让我们再残忍一点,质问得再直接一些,这一跪到底是是想对老友有个说法,还是想对影片的投资方有个交代;对待逝去的挚友,到底是想当伯牙之于子期,还是想做鸠摩智之于慕容博呢?

匠心是精神,没必要和“老物件”画上等号

市场是聪明的。电影院的排期在某种程度上说明了受众的需求,即便有人诟病市场的浮躁,但铁的事实就摆在眼前——中国观众对文艺电影的需求并不是第一位的。

也许有人会提出,存在不一定合理,我们要采取行动去克制浮躁的市场行为,那就该有很多其他途径来解决这个问题,比如国家可以设专项资金,有扶植政策,影人们心里保留有对文艺电影的理想和追求……但是这些都不是市场手段。任何一部电影只要进入院线,决心各凭本事进行票房PK的那一瞬间,无论是被扶植还是被抛弃,就都交由市场决定了。

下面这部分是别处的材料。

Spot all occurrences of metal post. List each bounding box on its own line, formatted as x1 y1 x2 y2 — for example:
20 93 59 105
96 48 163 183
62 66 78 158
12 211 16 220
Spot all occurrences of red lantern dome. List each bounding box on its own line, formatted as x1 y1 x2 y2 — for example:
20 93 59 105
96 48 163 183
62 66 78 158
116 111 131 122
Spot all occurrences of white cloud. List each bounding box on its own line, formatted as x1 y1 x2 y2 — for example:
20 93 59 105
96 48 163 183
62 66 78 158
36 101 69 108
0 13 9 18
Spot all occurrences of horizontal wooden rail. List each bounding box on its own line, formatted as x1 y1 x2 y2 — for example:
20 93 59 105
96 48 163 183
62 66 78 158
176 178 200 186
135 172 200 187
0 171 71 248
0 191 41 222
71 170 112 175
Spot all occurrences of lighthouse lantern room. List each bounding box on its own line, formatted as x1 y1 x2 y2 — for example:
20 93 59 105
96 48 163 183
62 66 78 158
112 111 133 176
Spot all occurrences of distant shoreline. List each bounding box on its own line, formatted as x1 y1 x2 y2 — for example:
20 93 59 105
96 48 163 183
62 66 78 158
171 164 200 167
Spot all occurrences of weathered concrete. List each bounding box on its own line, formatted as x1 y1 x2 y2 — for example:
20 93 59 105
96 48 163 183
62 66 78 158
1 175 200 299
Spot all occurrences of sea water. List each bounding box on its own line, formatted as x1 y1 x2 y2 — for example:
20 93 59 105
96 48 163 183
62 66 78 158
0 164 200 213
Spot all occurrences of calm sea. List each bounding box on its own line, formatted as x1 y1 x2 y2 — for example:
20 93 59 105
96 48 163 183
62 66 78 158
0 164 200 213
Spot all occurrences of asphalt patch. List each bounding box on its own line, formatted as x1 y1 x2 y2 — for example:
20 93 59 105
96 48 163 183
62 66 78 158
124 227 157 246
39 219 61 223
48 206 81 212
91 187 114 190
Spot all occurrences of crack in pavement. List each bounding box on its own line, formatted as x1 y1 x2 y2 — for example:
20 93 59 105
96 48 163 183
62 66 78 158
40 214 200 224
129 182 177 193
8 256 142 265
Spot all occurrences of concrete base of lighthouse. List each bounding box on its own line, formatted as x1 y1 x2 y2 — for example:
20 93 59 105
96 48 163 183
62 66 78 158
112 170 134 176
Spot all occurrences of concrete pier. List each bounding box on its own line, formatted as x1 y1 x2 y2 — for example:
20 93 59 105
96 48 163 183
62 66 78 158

在市场的游戏规则里,没有办法脱颖而出的人,就不是真正意义上的人才。只有面对现实、脚踏实地,脸皮厚到和自己的壮志相匹配,才有可能实现惊世的理想。

当然,我知道许多人有自己的情怀,有自己对传统的尊重,对“匠心”一词推崇备至,可“匠心”是精神,若我们把匠心和具体的物件,尤其是“老物件”划上等号,当老物件必有一死,匠心岂不定然会亡?